Paul-Romulus Penciu

Electric Chapel

Paul-Romulus Penciu is a third year Photography student. His striking work stems from sexuality and taboo within religion, and his project uses bold imagery to depict this.

Photography - BA (Hons)

Give us a brief overview of your project

Electric Chapel is a reinterpretation of important biblical events in which all of the characters are in fact queer persons: from The Fall of Adam, where both Adam and Eve were banished from Garden of Eden, but in this instance I have Adam and Steve and the Devil is a queer drag artist, and this moment represents in a way the incipient moment of gay love, leaving the Garden of Eden actually brought freedom and not shame; The Last Supper, where I represent Jesus and I am surrounded by queer icons from Birmingham (dancers, drag artists and burlesque performers); lastly the Ascension of Jesus, where I will play the role of Jesus but with the idea that I am fully embracing my queerness and I am becoming one with the love I bear for another man and the community I found in Birmingham.

In a way this is a self-portrait project because I am present in every instance, whether I am the one taking the picture, therefore being omnipresent, or being present in the images through the depiction of Jesus.
Ultimately this project is about creating a safe place for myself, where I can express my authenticity and my views on the world and spread love.

Why did you choose this concept?

Homosexuality has been seen as a sin, a violation of the divine and natural law.

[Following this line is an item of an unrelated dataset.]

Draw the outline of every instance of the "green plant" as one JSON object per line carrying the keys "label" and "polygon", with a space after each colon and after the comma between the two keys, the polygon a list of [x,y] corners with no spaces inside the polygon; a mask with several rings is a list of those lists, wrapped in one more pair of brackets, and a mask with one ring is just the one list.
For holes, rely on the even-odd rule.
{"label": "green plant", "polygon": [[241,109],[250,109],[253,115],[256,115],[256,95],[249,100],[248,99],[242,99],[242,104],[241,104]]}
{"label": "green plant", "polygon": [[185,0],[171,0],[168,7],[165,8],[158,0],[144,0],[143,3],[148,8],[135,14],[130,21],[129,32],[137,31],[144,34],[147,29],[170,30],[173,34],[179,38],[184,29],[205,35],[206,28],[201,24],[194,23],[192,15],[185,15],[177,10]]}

Growing up gay in a heavily religious country such as Romania, everyone around was saying that queer people deserve to burn in Hell for simply existing. Even though I do not consider myself a religious person, I wanted to create a project that sits at the intersection of the context I was brought up into and the way I identify myself today.

This project is a manifesto of love and sexual liberation. A love letter to anyone and everyone. A way of taking back the power and turning it into celebration of who I am and who I love. WE carry deep love and affection. No more hiding. WE love with our minds, hearts, and souls. No more hiding. WE love with our skin, touch, and bodies. No more hiding. WE are woman, man and in-between. No more hiding. LOVE is affection. LOVE is sex. LOVE is a touch. LOVE is a kiss. LOVE is a smile. Love is a caress. LOVE all that LOVE is, and all that LOVE does, cause we all are LOVE.

What processes have you been using?

I wanted this project to be a culmination of collaborations. Hence, I collaborated with students from the Design for Performance course, and they have created the Tree of Knowledge for me. I wanted to have some of the Birmingham queer icons included in the project such as: Black Peppa, which was a finalist on RuPaul's Drag Race season 4, Dominus Von Vexo, a very proeminent and well-known burlesque drag artist, and many other queer artists. On top of that, I also wanted to include my self-portraiture in the equation so that the whole project will somehow showcase my whole skillset.

On top of that I wanted to experiment with different types of lighting, from the standard set-up to adding gels and using an optical snoot.

What do you hope to achieve with your project?

As far as my hopes for this project go, I do have some on a personal level and on a professional level.
On a personal level, I hope that this will become my foundation as a queer artist creating queer art. Having the freedom to express myself fully, unapologetically, and sharing my story and my view on the world will allow my creativity to flow freely and endlessly.

On a professional level, I hope that this project will open up conversations about different aspects that the LGBTQI+ community faces everyday, the contexts that we are brought into, the beauty, the colors and the love that we as a community have for each other and the world.

Coming from an ex-communist country I feel that right now I found my voice and I have the opportunity to use it to celebrate and educate, but mostly showcase the uniqueness and the talent of the queer community.

How has your course helped you to prepare for working on your project?

I think third year had the most impact on my style and my craft. On one hand, this time the conversations with my tutors felt as if we were two artists discussing art and ways of expressing whatever we wanted to express. Being treated with respect, seen as an equal and being supported in everything you do, will create the environment where you feel powerful and confident, so you're not afraid to make mistakes, because you do have the tenacity to go in and try again. On the other hand, bringing in various practitioners and having conversations with them, listening to their stories, asking for their guidance, in a way it brought a sense of hope and looking forward to the future.

Even though I am a more technical, obsessed with studio lighting type of photographer, those moments when you connect with your tutors and other people on an artistic level, and also feeling safe to express whatever your heart wants to express, I think this is the most valuable thing that this course has provided for me.